Eddie can weave a fantastic yarn. He’s a born storyteller blessed with imagination. Or, rather, is he really a man with a past that includes saving distressed damsels, leaping tall buildings in a single bound, and roaming the streets as a dark knight out to save mankind?
It’s hard to say, but one thing is for sure: he’s a balding, middle-age guy in the midst of a crisis. And, his shrink—a mindful, well-meaning lady in glittering gold pumps—will help him work through it. For better or worse.

Hero Complex is an absurd, electrifying undertaking that spotlights all I, for one, hold dear in pop culture: the superhero boom. In film. In TV. And, increasingly, on stage. Complex is perfect, capturing the joy in the action and the human drama in the often comical premise. It is funny, surprising, and moving in a way the whole Avengers franchise often aims to be. And, it relies on human skill over CGI to get there and does it with more success.
Eddie (Peter Boyer) stands dead center and regales the audience with the tale of Skullz and his henchmen—no doubt sent by Eddie’s arch nemesis Mindbender—taking a beating in an old warehouse. Robin, Eddie’s trustworthy and dutiful sidekick, packs a wallop alongside him as he re-enacts strangleholds, uppercuts, and gut kicks, until his shrink (Rachel Menyuk) steps in and stops the charade.

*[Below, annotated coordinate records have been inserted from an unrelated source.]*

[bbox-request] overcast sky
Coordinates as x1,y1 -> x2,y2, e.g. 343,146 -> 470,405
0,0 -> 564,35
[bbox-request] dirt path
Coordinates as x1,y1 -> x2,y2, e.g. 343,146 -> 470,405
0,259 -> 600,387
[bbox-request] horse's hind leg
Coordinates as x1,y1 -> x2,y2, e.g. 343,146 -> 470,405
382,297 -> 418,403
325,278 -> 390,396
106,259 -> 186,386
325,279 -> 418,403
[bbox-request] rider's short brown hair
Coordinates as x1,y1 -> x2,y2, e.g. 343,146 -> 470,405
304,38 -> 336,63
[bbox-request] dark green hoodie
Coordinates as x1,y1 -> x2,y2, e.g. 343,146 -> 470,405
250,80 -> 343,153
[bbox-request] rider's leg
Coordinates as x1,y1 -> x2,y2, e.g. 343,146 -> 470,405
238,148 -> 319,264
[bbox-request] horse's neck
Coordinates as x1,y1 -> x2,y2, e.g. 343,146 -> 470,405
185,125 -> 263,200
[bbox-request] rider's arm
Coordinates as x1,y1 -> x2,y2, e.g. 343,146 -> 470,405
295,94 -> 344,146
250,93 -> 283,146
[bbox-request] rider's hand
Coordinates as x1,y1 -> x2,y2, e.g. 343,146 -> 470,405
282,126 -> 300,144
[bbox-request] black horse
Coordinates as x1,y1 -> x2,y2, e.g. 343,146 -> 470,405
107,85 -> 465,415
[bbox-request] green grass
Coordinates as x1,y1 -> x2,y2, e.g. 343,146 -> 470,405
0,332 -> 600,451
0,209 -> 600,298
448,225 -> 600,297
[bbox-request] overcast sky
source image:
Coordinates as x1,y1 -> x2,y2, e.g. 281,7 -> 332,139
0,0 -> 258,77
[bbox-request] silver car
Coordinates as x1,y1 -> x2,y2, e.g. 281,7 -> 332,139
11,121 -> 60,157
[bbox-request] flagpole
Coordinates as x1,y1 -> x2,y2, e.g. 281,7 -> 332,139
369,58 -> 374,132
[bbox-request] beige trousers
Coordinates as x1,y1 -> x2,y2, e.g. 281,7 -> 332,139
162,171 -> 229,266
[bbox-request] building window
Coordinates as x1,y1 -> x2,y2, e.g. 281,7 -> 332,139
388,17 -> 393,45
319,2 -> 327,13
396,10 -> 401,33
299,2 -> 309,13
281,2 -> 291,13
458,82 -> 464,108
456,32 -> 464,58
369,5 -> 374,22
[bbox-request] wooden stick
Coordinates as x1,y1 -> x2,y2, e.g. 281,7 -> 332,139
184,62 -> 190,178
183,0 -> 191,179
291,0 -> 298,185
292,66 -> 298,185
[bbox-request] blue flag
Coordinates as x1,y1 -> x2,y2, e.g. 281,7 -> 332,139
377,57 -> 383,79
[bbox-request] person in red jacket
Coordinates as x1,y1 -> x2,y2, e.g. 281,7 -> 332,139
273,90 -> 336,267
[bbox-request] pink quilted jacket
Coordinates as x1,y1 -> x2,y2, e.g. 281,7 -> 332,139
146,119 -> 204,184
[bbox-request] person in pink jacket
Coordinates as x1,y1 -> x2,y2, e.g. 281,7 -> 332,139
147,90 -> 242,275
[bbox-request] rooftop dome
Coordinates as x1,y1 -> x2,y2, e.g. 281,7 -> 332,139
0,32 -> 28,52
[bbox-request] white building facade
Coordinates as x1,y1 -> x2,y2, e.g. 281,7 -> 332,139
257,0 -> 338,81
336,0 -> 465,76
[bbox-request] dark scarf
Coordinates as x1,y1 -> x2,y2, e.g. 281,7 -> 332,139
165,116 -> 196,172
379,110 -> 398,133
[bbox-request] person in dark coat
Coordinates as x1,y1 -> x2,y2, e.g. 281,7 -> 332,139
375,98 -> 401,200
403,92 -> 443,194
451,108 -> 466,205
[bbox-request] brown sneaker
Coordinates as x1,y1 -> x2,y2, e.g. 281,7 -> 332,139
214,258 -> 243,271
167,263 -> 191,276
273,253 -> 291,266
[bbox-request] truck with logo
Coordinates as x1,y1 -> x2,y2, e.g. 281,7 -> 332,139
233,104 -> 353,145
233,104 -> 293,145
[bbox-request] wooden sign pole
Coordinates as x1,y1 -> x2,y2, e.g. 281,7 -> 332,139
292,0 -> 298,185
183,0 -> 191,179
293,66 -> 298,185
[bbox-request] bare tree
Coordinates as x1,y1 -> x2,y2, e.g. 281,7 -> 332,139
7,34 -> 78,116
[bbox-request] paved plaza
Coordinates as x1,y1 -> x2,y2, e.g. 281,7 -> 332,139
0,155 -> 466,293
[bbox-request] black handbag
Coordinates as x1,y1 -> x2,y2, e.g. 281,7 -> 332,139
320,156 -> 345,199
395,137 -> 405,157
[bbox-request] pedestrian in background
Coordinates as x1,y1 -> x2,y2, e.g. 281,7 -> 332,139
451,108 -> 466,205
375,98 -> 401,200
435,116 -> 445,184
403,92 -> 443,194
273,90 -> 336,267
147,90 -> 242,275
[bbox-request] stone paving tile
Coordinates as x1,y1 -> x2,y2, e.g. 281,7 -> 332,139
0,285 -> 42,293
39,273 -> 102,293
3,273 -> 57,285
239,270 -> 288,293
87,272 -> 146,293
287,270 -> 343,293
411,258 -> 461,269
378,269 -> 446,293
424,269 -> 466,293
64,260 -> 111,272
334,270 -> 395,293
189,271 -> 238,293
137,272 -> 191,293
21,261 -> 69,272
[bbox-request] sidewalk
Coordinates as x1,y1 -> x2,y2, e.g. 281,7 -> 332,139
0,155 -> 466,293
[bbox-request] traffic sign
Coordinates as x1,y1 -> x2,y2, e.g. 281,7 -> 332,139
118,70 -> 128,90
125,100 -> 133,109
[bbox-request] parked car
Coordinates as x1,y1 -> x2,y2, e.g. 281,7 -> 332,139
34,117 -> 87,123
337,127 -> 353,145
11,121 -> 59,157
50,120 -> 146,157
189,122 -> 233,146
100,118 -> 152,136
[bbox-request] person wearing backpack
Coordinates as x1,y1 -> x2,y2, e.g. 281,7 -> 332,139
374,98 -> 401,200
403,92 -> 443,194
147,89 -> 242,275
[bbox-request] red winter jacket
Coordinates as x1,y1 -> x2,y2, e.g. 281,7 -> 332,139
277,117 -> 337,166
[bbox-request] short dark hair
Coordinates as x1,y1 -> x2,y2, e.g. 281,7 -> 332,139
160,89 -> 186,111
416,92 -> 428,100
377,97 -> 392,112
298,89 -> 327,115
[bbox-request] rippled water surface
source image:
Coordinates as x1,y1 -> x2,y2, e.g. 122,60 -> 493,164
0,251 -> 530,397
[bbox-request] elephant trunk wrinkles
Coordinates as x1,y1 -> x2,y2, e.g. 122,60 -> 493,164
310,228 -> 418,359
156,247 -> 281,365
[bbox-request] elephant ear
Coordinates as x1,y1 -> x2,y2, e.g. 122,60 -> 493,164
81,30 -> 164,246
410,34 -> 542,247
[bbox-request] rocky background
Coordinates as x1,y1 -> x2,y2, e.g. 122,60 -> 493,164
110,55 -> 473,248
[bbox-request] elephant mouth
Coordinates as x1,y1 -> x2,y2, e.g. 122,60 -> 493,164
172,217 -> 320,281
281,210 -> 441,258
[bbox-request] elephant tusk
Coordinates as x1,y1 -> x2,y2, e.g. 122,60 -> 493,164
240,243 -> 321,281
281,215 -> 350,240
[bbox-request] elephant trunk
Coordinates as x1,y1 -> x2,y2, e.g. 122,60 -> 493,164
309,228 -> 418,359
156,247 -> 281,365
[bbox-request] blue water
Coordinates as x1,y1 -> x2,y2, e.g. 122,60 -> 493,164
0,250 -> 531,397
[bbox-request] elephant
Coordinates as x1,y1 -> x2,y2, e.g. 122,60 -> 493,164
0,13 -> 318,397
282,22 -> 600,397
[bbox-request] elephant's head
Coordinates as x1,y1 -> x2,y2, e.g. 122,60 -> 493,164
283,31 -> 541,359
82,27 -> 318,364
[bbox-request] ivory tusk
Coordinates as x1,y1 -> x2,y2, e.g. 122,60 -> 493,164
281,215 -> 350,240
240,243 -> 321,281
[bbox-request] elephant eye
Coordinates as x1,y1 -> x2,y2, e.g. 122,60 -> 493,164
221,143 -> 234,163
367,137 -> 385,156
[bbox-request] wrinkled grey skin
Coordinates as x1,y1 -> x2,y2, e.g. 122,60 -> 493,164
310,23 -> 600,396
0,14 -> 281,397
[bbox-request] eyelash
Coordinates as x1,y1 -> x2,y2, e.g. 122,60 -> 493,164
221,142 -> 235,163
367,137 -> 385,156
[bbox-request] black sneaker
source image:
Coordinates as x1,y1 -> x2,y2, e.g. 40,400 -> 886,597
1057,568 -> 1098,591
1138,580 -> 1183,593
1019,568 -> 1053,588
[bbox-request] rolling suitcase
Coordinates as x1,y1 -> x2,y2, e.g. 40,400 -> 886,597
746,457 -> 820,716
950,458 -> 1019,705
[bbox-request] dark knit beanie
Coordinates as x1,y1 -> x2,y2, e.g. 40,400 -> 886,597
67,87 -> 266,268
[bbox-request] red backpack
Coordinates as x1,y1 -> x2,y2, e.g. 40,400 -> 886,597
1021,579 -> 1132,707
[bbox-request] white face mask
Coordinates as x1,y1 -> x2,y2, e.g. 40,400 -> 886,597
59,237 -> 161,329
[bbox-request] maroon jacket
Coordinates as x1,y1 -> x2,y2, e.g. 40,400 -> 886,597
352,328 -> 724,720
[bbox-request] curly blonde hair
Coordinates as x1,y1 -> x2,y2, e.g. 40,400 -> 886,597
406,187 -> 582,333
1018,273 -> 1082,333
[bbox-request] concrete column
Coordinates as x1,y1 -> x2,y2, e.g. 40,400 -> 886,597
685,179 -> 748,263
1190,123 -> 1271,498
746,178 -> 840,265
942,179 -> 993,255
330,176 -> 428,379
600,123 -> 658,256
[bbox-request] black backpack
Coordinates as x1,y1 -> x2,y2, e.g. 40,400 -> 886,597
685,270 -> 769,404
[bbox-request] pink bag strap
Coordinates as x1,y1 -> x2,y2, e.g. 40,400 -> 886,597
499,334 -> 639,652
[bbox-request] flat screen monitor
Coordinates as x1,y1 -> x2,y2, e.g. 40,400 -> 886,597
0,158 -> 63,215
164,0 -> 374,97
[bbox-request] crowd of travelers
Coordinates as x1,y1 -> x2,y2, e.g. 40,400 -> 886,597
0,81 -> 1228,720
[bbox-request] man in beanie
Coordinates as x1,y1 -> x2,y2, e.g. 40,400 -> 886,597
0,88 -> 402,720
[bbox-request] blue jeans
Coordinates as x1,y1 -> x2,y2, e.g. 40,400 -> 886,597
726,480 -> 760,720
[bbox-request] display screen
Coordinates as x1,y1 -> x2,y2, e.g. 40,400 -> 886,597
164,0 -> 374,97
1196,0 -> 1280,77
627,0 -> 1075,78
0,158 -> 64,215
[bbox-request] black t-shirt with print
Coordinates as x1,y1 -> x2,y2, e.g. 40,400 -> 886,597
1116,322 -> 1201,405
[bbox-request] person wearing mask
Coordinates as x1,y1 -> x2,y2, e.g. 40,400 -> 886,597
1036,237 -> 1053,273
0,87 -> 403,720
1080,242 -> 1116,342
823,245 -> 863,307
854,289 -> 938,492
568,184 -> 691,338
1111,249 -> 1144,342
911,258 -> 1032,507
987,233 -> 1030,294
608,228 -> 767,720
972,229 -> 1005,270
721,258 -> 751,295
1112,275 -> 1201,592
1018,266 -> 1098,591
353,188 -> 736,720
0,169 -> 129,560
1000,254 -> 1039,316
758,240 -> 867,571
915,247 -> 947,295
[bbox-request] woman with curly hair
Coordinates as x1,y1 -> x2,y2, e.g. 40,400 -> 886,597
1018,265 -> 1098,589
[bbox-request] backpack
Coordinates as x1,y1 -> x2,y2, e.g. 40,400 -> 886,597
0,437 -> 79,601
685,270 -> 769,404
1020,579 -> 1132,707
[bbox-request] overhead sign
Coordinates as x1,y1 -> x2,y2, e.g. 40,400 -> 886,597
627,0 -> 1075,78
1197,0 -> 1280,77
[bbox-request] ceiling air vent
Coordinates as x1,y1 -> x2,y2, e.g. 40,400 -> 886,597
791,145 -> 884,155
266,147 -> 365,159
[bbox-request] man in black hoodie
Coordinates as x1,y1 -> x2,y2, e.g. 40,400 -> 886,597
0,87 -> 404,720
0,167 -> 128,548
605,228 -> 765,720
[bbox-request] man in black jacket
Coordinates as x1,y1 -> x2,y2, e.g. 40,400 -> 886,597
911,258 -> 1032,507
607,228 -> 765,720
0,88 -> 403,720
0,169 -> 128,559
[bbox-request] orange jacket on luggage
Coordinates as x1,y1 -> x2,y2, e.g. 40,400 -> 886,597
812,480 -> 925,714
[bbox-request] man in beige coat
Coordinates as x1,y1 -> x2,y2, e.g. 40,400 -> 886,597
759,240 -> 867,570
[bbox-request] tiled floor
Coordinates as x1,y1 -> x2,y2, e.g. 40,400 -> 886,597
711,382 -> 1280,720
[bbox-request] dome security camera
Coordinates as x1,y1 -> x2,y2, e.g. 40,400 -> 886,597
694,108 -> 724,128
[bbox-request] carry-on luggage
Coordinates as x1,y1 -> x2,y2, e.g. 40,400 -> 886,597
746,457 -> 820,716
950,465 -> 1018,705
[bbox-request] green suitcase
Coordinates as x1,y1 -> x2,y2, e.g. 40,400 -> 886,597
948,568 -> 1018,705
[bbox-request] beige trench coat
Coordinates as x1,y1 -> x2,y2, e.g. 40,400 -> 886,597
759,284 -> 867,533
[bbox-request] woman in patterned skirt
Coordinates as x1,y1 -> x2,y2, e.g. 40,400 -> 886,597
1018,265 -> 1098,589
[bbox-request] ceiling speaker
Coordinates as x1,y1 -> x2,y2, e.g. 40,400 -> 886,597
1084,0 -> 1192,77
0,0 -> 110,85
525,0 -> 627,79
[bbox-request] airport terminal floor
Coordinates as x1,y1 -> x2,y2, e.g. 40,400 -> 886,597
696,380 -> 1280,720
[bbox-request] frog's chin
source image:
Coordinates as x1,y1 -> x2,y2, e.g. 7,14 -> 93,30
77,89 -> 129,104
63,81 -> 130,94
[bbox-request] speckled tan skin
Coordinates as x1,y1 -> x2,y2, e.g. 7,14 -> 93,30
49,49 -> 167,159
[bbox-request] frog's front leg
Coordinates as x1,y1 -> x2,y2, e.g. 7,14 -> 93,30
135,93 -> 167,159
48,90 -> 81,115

Over the next hour, as Eddie falls in and out of memories fighting crime, she beseeches him to dive to the core of how it is he came to be, or believe himself to be, a superhero.
His origin story is a heart wrenching epistle about the power of loss. As Eddie tells it— in his customary, painstaking detail—the death of his sister, brother-in-law, and, possibly, his niece Robin left him bereft of hope and craving vengeance. But, wait…Robin (Kristin Pilgrim)—a red-headed vision in blue and black—bursts through the door.

Hero Complex
by Chris Niebling and Kyle Encinas
Directed by Lex Davis
Fight Choreographer: Robb Hunter
Details and tickets
A figment of Eddie’s fragile mind—like the terrifying space bug invaders that mangled New York one Thanksgiving—or his flesh and blood crime-fighting partner? Either way, Eddie is in serious trouble.
I pretty much love everything about this show. From the opening music (the theme from Marvel’s Daredevil on Netflix) to the expertly nuanced script and writing, which packs an hour with startling twists and turns, and the sound effects, done like an old-timey live radio show by James Finlay, who dons Lee Gerstenhaber’s Space Bug mask with cheeky fearlessness.
Add to that a lot of gun fire (despite Eddie’s insistence that guns are for the weak), and it’s got everything. A complicated protagonist? Check. Gritty fight scenes and splashes of blood? Yep. A delectable array of villains? Oh yeah. Heart? You bet.
Peter Boyer’s Eddie is a relatable guy who inspires awe and pity in equal measure, while Rachel Menyuk’s shrink carries an air of mistrust effortlessly balanced with empathy; it’s hard to discern her motive during Eddie’s therapy session, which feels increasingly like a trap set to evaporate his world—real or imagined—with kind cruelty (though, I guess that’s kind of a shrink’s job).
They, and Finlay—shepherded with supreme direction by Lex Davis—create a make-believe world you really want to believe, breathe, and bathe in.
This show. Hero Complex. It’s what the Fringe is all about.